2. In recent years, studies have shown that phytoestrogens can balance the hormone balance in the body, improve the symptoms of menopausal syndrome, and have antioxidant, anti-rheumatoid, and inhibit abnormal cell growth. Foods containing estrogen-like effects include apples, carrots, oats, olives, potatoes and soybeans. Among them, soybean is rich in phytoestrogens, which can be used more appropriately.
3. Control excessive calories, choose a low-fat and low-cholesterol diet, and eat more miscellaneous grains, such as corn flour. You can also choose yogurt, mushrooms, garlic, onions and other foods, and try to eat less fried, fried, greasy, sweet and high-fat and high-cholesterol foods such as fat meat, animal liver, egg yolk and roe.
4. Supplement protein and eat more lean meat and fresh fish.
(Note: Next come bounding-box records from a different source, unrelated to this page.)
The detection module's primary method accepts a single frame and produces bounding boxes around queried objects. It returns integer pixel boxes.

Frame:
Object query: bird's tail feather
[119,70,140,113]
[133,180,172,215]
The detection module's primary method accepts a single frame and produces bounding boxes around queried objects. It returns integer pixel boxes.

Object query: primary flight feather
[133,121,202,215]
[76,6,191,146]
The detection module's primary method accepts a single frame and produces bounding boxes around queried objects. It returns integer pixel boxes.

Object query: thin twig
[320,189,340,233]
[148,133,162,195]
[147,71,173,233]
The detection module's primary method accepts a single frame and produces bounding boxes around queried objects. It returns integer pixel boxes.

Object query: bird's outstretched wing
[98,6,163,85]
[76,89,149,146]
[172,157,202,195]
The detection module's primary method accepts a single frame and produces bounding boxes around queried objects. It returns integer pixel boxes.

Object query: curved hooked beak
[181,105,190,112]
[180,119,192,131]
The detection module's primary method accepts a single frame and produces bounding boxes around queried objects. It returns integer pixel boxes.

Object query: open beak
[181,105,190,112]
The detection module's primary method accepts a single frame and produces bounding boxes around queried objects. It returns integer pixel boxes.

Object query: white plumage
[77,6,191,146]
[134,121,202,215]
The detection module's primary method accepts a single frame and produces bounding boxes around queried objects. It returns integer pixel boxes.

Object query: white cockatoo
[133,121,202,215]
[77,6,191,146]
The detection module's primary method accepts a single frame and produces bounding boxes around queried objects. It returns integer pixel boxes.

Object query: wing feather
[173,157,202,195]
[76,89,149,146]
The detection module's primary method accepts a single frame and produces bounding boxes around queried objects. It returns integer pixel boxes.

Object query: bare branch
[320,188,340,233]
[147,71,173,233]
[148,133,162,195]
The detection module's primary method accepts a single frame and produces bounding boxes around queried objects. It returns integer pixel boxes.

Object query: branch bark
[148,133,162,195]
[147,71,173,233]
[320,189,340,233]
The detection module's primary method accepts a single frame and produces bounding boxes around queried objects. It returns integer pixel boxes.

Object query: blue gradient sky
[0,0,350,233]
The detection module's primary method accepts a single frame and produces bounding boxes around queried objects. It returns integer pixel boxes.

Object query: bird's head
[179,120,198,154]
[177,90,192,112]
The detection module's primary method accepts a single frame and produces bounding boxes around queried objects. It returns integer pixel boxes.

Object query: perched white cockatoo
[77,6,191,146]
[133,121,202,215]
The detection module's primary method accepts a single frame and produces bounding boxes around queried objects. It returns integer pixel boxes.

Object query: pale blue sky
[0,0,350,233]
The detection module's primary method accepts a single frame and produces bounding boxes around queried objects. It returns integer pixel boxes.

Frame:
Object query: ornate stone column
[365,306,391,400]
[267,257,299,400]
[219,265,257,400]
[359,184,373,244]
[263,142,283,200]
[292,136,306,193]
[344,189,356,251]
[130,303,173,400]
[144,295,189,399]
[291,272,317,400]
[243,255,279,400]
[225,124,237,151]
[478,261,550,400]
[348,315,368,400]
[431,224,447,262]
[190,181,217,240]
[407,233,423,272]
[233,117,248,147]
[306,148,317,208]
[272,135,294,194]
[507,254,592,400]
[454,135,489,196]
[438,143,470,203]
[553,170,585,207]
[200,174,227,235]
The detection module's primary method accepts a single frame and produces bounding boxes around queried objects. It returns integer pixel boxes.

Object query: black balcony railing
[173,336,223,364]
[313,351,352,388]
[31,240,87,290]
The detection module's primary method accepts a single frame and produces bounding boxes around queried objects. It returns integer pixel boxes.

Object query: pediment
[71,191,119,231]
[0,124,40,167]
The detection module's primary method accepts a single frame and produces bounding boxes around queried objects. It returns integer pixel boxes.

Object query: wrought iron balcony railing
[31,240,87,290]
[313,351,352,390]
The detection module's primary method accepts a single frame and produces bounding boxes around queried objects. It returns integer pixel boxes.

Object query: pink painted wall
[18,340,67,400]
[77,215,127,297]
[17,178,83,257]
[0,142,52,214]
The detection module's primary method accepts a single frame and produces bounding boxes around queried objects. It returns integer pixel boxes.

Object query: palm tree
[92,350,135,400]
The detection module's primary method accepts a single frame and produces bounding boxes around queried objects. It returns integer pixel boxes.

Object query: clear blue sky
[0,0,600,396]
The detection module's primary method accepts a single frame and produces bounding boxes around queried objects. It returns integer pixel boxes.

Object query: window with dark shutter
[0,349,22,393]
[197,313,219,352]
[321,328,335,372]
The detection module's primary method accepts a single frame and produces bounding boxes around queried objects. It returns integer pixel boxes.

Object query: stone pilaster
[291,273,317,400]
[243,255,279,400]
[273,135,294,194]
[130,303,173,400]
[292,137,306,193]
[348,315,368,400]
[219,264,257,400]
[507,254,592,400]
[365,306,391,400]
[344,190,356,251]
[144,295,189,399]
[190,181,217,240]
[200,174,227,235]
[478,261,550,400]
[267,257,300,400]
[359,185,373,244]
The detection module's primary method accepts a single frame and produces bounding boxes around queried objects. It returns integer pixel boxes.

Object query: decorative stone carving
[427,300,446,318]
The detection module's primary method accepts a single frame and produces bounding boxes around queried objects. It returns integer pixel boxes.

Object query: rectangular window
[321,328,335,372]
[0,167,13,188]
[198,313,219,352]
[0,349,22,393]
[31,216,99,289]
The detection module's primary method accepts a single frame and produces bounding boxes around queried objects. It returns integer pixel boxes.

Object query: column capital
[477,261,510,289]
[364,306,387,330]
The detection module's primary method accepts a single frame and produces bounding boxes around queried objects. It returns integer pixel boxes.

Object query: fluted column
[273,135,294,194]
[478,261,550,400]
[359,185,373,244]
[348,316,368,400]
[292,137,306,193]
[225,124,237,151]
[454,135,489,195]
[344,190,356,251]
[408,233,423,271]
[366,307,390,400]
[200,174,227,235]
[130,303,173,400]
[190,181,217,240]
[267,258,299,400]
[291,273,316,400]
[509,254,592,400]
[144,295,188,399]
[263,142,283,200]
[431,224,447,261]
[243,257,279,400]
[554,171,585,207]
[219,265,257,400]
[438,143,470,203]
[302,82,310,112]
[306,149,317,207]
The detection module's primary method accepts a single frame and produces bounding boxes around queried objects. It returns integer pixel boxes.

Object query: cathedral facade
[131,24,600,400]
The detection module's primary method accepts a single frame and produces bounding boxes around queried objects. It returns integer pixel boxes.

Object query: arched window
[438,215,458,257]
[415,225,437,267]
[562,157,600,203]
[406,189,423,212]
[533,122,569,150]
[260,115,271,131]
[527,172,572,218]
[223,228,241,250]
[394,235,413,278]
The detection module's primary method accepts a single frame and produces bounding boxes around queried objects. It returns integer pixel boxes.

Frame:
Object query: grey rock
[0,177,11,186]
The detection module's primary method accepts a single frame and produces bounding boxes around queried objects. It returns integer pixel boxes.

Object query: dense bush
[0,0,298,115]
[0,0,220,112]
Eat more foods rich in vitamins, and lack of vitamin B 1 will lead to the decline of nerve cell function. Eat more foods rich in B vitamins, such as oats, corn, millet, etc., to promote digestion and keep the stool smooth. Foods rich in vitamin C include fresh vegetables such as tomatoes and eggplant, fresh fruits such as oranges and apples, and foods rich in vitamin E include walnuts, grapes and sesame seeds. Eating regularly can enhance the body's resistance, enhance the function of blood vessels and nerves, and delay aging. Drinking a small glass of low-alcohol red wine every day is good for your health, limiting the intake of fat and sugar, and having a light diet.